Lewisham Council has proposed a series of ambitious improvements to the town’s amenities and transport links. In 2010 it bought Catford Shopping Centre, and is currently working on plans for its redevelopment. Barratt Homes is building a new development on the site of the one time Catford Greyhound Stadium with 589 properties, due for completion in 2017.This is part of the larger project to regenerate Catford town centre, with TFL currently considering extending the DLR from Lewisham to Catford and Bromley.
Rail: Catford and Catford Bridge rail stations both run services to central London. Travel to London Bridge takes just over 20 minutes from Catford and it’s half an hour to St Pancras International. You can also hop on the Overground at Honor Oak and Forest Hill, which is just 40 minutes from Shoreditch, and catch the DLR from nearby Lewisham.
Road: It takes 20 minutes to reach the M25, and the A205 South Circular runs through Catford.
Bus: Numerous bus routes serve the area, including numbers 75 (to Croydon), 122 (to Crystal Palace), 171 (to Holborn), 181 (to Lewisham), 185 (to Victoria), and 202 (to Blackheath). The N171 night bus runs to and from Tottenham Court Road.
Cycle: Enjoy the Catford to Borough Scenic River cycle route with great views of the Thames and Canary Wharf.
Getting away: Gatwick Airport is an hour’s drive away.

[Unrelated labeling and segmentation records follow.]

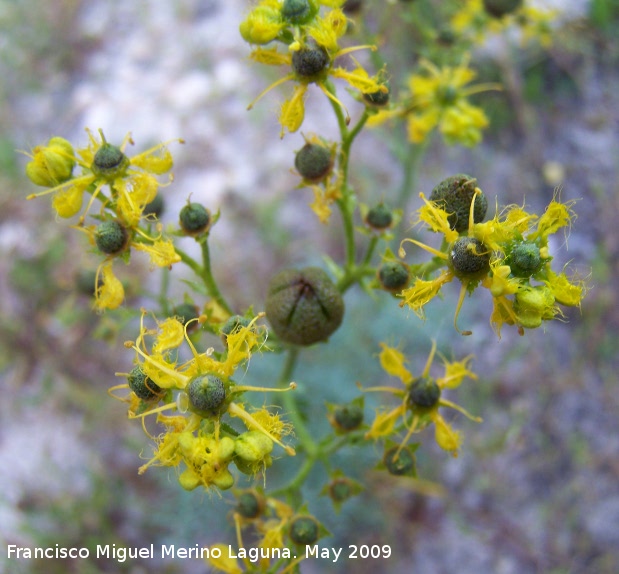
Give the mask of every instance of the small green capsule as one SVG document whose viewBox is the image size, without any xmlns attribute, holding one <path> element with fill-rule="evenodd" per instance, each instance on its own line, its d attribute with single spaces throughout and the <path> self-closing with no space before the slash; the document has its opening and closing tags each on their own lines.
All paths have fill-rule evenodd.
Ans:
<svg viewBox="0 0 619 574">
<path fill-rule="evenodd" d="M 505 261 L 515 277 L 531 277 L 544 265 L 539 247 L 530 241 L 516 245 Z"/>
<path fill-rule="evenodd" d="M 100 223 L 95 230 L 95 244 L 106 255 L 117 255 L 123 251 L 128 238 L 125 226 L 115 219 Z"/>
<path fill-rule="evenodd" d="M 179 214 L 181 229 L 187 235 L 200 235 L 211 224 L 211 213 L 200 203 L 188 203 Z"/>
<path fill-rule="evenodd" d="M 388 205 L 382 201 L 372 207 L 365 216 L 365 222 L 377 231 L 383 231 L 391 227 L 393 223 L 393 212 Z"/>
<path fill-rule="evenodd" d="M 329 65 L 329 54 L 324 48 L 301 48 L 292 53 L 292 70 L 298 76 L 311 80 Z"/>
<path fill-rule="evenodd" d="M 430 377 L 420 377 L 413 381 L 406 401 L 410 407 L 430 409 L 438 403 L 440 398 L 441 388 L 436 381 Z"/>
<path fill-rule="evenodd" d="M 295 544 L 314 544 L 319 534 L 320 527 L 313 516 L 295 516 L 290 521 L 288 535 Z"/>
<path fill-rule="evenodd" d="M 129 168 L 129 158 L 115 145 L 104 142 L 95 153 L 90 169 L 105 179 L 123 177 Z"/>
<path fill-rule="evenodd" d="M 383 464 L 387 472 L 394 476 L 414 475 L 416 470 L 415 455 L 409 449 L 399 446 L 391 447 L 385 452 Z"/>
<path fill-rule="evenodd" d="M 203 417 L 221 412 L 226 404 L 226 387 L 215 375 L 198 375 L 186 388 L 189 409 Z"/>
<path fill-rule="evenodd" d="M 294 167 L 303 179 L 322 181 L 333 169 L 333 153 L 323 145 L 307 142 L 295 155 Z"/>
<path fill-rule="evenodd" d="M 161 395 L 161 387 L 151 381 L 140 365 L 136 365 L 131 369 L 127 376 L 127 384 L 129 388 L 143 401 L 150 401 Z"/>
<path fill-rule="evenodd" d="M 448 263 L 459 279 L 480 279 L 490 271 L 490 251 L 475 237 L 460 237 L 449 247 Z"/>
<path fill-rule="evenodd" d="M 399 293 L 408 285 L 410 273 L 401 261 L 385 261 L 378 270 L 378 280 L 383 289 Z"/>
<path fill-rule="evenodd" d="M 355 404 L 342 405 L 333 411 L 333 419 L 341 430 L 352 431 L 361 426 L 363 409 Z"/>
<path fill-rule="evenodd" d="M 449 97 L 449 95 L 445 94 L 445 97 Z M 430 201 L 436 202 L 441 209 L 449 214 L 447 218 L 449 226 L 459 233 L 469 228 L 473 197 L 475 197 L 474 223 L 480 223 L 486 217 L 488 200 L 481 190 L 475 195 L 475 191 L 478 189 L 476 184 L 475 178 L 465 173 L 459 173 L 441 181 L 430 194 Z"/>
</svg>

Catford has a wide range of education options across all age groups including independent schools and an academy. Rathfern Primary School is rated Outstanding by Ofsted. Holy Cross Roman Catholic Primary School is another popular choice, as is Prendergast Hilly Fields College for girls’ secondary education. For private schools, St Dunstan’s College has offered the International Baccalaureate as an alternative to AS and A Levels since 2005.